The porous media domain followed the Darcy equation:

\{\begin{matrix} \begin{matrix} \nabla ∙ 〈v〉 = 0 \end{matrix} \\ \frac{μ}{κ} 〈v〉 + \nabla 〈p〉 = 0 \end{matrix} in Ω_{p},

(2)

where 〈v〉 is the Darcy velocity (average fluid velocity); 〈p〉 is the average pressure; κ is the permeability of the porous domain Ω_p (Figure 4A).

The permeability (κ) of the porous domain was derived from the micro CFD models at day 0 and 28, respectively. For day 28, the global permeability was obtained by averaging the permeabilities of nine different morphologies (Figure 2B).

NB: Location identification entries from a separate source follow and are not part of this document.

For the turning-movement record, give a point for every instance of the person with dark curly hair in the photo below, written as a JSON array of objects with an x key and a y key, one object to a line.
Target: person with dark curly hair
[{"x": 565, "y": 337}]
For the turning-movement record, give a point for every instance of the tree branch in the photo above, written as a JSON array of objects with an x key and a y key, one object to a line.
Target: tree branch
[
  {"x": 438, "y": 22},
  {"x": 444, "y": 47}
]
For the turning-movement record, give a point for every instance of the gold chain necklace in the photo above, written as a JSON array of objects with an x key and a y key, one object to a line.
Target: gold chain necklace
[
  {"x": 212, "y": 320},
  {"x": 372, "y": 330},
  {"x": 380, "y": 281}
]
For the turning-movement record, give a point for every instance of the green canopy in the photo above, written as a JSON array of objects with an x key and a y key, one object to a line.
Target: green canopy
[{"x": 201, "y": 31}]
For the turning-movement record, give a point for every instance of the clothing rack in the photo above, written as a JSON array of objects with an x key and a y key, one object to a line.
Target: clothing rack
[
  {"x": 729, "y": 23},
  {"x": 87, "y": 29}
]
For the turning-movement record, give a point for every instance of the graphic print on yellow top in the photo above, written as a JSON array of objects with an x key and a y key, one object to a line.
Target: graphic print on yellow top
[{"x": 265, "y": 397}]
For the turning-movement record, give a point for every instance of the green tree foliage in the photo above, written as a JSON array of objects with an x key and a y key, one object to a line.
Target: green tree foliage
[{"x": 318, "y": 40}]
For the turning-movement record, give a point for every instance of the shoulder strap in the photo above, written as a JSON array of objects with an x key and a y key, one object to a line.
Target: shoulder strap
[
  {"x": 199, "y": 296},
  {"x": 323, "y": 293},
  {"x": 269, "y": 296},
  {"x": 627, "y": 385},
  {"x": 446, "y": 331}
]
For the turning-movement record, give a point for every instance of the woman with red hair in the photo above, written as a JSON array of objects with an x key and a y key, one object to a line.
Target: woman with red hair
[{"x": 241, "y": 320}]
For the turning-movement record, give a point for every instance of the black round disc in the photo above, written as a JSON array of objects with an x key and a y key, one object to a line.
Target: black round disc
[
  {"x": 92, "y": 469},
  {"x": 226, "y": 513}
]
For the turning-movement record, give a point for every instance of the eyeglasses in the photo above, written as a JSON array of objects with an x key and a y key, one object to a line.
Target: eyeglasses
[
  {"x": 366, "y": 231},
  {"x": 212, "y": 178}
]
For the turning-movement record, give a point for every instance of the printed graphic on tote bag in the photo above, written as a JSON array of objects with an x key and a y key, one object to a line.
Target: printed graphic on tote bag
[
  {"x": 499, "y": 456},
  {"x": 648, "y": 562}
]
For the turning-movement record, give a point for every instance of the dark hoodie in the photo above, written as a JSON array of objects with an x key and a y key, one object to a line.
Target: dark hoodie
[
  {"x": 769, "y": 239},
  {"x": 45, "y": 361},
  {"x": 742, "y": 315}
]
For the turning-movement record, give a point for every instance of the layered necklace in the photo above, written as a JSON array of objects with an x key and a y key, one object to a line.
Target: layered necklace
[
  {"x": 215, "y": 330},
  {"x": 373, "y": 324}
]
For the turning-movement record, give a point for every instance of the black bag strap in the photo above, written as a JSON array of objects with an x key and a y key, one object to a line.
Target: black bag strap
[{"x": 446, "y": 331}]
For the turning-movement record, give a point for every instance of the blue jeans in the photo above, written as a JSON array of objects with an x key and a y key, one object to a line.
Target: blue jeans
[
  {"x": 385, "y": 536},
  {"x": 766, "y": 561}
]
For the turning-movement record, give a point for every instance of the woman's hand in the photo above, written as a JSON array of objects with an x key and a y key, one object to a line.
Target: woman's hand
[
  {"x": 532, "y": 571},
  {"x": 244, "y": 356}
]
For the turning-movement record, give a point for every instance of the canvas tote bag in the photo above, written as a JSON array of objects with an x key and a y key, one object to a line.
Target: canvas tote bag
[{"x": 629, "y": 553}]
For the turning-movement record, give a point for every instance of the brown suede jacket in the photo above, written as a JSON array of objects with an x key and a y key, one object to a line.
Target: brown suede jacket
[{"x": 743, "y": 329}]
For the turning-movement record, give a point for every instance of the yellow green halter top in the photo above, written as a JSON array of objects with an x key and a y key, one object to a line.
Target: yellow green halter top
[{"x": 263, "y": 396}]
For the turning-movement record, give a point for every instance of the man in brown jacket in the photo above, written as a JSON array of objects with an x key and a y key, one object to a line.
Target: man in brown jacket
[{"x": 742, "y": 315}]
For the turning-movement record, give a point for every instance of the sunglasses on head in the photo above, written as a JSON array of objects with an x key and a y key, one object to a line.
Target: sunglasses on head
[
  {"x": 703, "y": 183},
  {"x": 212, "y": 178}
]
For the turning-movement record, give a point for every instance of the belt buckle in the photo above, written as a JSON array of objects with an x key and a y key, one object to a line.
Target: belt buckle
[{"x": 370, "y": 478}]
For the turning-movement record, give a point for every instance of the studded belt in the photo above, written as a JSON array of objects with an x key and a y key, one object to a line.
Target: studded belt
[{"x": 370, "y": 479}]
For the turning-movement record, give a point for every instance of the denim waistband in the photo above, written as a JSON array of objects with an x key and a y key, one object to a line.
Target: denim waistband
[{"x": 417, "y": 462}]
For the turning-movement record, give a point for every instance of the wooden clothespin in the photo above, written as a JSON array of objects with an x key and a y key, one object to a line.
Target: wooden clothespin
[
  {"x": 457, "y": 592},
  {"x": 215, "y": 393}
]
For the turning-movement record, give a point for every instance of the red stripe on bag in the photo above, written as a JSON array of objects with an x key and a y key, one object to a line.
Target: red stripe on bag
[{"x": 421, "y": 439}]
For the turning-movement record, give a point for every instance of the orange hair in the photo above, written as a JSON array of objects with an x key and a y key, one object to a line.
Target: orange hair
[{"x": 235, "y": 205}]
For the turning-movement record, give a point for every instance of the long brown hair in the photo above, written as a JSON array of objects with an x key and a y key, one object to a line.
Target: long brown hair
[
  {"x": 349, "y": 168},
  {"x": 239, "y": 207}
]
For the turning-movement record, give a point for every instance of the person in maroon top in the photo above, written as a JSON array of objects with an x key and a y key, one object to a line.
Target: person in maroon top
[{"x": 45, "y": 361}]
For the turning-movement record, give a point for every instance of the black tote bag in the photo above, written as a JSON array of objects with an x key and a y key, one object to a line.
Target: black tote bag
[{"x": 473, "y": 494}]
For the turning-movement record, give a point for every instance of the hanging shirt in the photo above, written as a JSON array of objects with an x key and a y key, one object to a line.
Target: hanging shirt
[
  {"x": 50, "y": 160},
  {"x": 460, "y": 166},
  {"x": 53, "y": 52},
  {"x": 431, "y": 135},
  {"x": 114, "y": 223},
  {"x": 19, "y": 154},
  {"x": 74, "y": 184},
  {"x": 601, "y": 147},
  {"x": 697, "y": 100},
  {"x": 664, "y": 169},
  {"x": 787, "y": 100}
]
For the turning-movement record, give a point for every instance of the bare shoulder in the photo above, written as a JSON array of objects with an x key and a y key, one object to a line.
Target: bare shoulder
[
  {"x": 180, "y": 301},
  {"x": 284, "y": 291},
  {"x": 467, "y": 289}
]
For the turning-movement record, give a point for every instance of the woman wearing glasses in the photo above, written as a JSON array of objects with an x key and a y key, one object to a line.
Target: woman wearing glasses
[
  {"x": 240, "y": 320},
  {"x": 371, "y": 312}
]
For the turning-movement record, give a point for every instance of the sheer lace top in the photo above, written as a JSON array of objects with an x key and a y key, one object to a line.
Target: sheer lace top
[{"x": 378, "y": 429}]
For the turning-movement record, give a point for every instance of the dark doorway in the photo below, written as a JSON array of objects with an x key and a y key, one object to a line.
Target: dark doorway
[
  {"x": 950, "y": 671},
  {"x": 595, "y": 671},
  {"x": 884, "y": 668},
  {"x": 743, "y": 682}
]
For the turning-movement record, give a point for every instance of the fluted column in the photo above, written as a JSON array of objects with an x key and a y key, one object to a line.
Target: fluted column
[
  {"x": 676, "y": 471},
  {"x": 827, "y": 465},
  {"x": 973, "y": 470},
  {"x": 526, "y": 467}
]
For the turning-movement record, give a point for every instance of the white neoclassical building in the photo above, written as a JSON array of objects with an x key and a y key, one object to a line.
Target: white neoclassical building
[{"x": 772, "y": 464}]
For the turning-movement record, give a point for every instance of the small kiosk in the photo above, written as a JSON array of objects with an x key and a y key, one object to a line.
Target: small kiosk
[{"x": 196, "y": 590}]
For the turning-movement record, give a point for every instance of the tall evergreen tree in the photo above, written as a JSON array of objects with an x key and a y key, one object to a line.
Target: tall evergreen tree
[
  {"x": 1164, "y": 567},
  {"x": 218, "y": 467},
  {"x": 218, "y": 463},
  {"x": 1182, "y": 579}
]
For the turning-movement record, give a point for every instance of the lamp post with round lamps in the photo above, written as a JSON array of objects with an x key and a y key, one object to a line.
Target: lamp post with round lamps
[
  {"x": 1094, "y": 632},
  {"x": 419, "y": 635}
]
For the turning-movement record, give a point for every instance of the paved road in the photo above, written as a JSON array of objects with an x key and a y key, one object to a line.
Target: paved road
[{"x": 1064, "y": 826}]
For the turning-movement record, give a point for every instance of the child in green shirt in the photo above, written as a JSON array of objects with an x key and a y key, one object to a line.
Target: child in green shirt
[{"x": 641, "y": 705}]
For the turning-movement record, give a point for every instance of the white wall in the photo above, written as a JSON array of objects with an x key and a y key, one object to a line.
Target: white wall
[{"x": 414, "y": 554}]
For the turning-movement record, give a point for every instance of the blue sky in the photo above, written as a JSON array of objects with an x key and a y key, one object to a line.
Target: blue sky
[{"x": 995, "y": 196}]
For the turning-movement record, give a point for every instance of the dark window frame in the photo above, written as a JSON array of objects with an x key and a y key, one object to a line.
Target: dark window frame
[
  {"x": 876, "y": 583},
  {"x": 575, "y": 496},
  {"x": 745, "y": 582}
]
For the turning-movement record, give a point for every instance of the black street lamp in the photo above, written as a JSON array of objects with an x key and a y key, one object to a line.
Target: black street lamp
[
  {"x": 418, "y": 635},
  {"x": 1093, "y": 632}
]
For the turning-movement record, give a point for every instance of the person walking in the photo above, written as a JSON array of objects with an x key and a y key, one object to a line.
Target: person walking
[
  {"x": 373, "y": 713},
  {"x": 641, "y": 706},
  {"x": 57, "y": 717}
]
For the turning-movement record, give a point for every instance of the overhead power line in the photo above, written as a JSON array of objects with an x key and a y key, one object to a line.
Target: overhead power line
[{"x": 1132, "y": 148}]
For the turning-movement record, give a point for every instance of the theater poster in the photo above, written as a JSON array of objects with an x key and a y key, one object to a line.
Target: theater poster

To compute the resultant mechanical strain in the cell/ECM, the FSI approach was applied to the micro model. The cell/ECM was modelled as a hyperelastic (Neo‐Hookean) material with strain energy density function according to previous cellular mechanics model: ²⁸

W = C_{1} (\bar{I_{1}} - 3) + \frac{1}{D_{1}} {(\det (F) - 1)}^{2},

(3)

where W and F are the strain energy density and deformation gradient, respectively; Ī ₁ is the first invariant of the right Cauchy‐Green deformation tensor, which can be derived from:

\bar{I_{1}} = {(\det (F))}^{- \frac{2}{3}} I_{1} = {(λ_{1} λ_{2} λ_{3})}^{- \frac{2}{3}} (λ_{1}^{2} + λ_{2}^{2} + λ_{3}^{2}),

(4)

where λ ₁, λ ₂ and λ ₃ are the principal stretches.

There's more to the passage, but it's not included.